Background information
- Born: Kaleo Kalani Wassman January 6, 1978 (age 48) Kailua-Kona, Hawaii, United States
- Genres: Ska punk, Alternative rock, Reggae, Dub
- Occupations: Singer, Guitarist, Songwriter
- Instruments: Vocals, Guitar
- Years active: 1997–present
- Labels: LAW Records Volcom Entertainment
- Member of: Pepper Sabotage Soundsystem
- Website: pepperlive.com

= Kaleo Wassman =

American singer

Kaleo Kalani Wassman (born January 6, 1978) is an American musician who serves as the lead singer and guitarist of reggae, dub bands Pepper and Sabotage Soundsystem.

==Early life==
Wassman was born in Kailua-Kona on the Big Island of Hawaii. In 1996, he started working with fellow bandmembers and bassist Brett Bollinger and Yesod Williams. The three of them have been friends since high school and started the band shortly after graduating. Kaleo said in an interview, "Everyone went to college and we went to the bars."

==Career==

===Pepper===
In 1999, his newly formed band, with friends Bret Bollinger and Yesod Williams, relocated to SoCal to pursue their interest in reggae music and get signed by a major label. After releasing the band's debut demo Give'n It in 2000, Pepper were signed by Volcom Entertainment. After signing in 2000, the band performed in their first major show at the Warped Tour in 2001.

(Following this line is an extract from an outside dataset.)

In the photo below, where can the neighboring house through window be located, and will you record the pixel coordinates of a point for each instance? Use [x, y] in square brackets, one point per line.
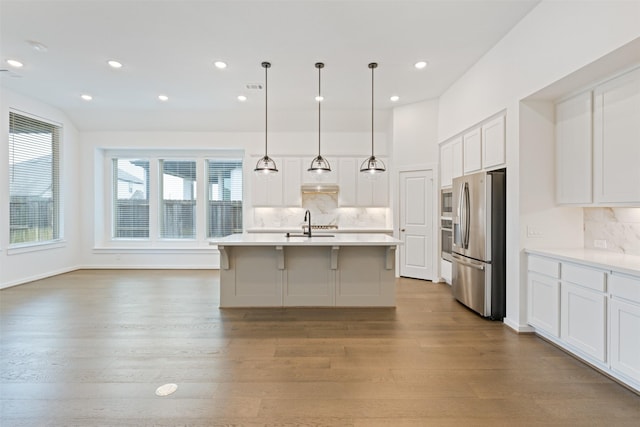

Following the Warped Tour, Wassman and his bandmates quickly hit the studio to produce their first album under Volcom. This was done with the help of Less Than Jake and blink-182 producer Steve Kravac. The album was completed by early 2002, and on March 26, 2002, the band's first album Kona Town was released.

Some of Wassman and Pepper's songs started to appear on various Volcom compilations, as early as 1999 with Summer Sampler and The Early Poems Of. After Volcom released Kona Town in 2002, Wassman and Pepper went on a few tours before returning to the studio. In with the Old followed in 2004, and Pepper started touring with the likes of 311 and Snoop Dogg.

Wassman and the band decided to leave Volcom and they began their own record label, LAW Records. Its first release was a re-issue of their 2000 demo Give'n It in 2003. A live DVD was issued in early 2006 before Pepper returned that fall with the studio album No Shame in 2006. After this Wassman and his bandmates began a subsequent tour alongside Slightly Stoopid and also appeared at the Warped Tour in 2007. After finishing this tour, Pepper returned to the studio and released Pink Crustaceans and Good Vibrations on July 22, 2008.

===Sabotage Soundsystem===
Kaleo and fellow surfer-musician Remy “Dub” DeRochemont also from Kona, started collaborating in 1999. After releasing many EPs and demos as well as doing many live shows, the band signed to Volcom Entertainment. Sabotage Soundsystem released their seventeen track debut album on February 17, 2009, entitled The Boto Machine Gun.

==Personal life==
Kaleo has been married to Melanie Wassman for more than 15 years. They met, as Kaleo describes, “midair, deep in the cut”, while hang gliding.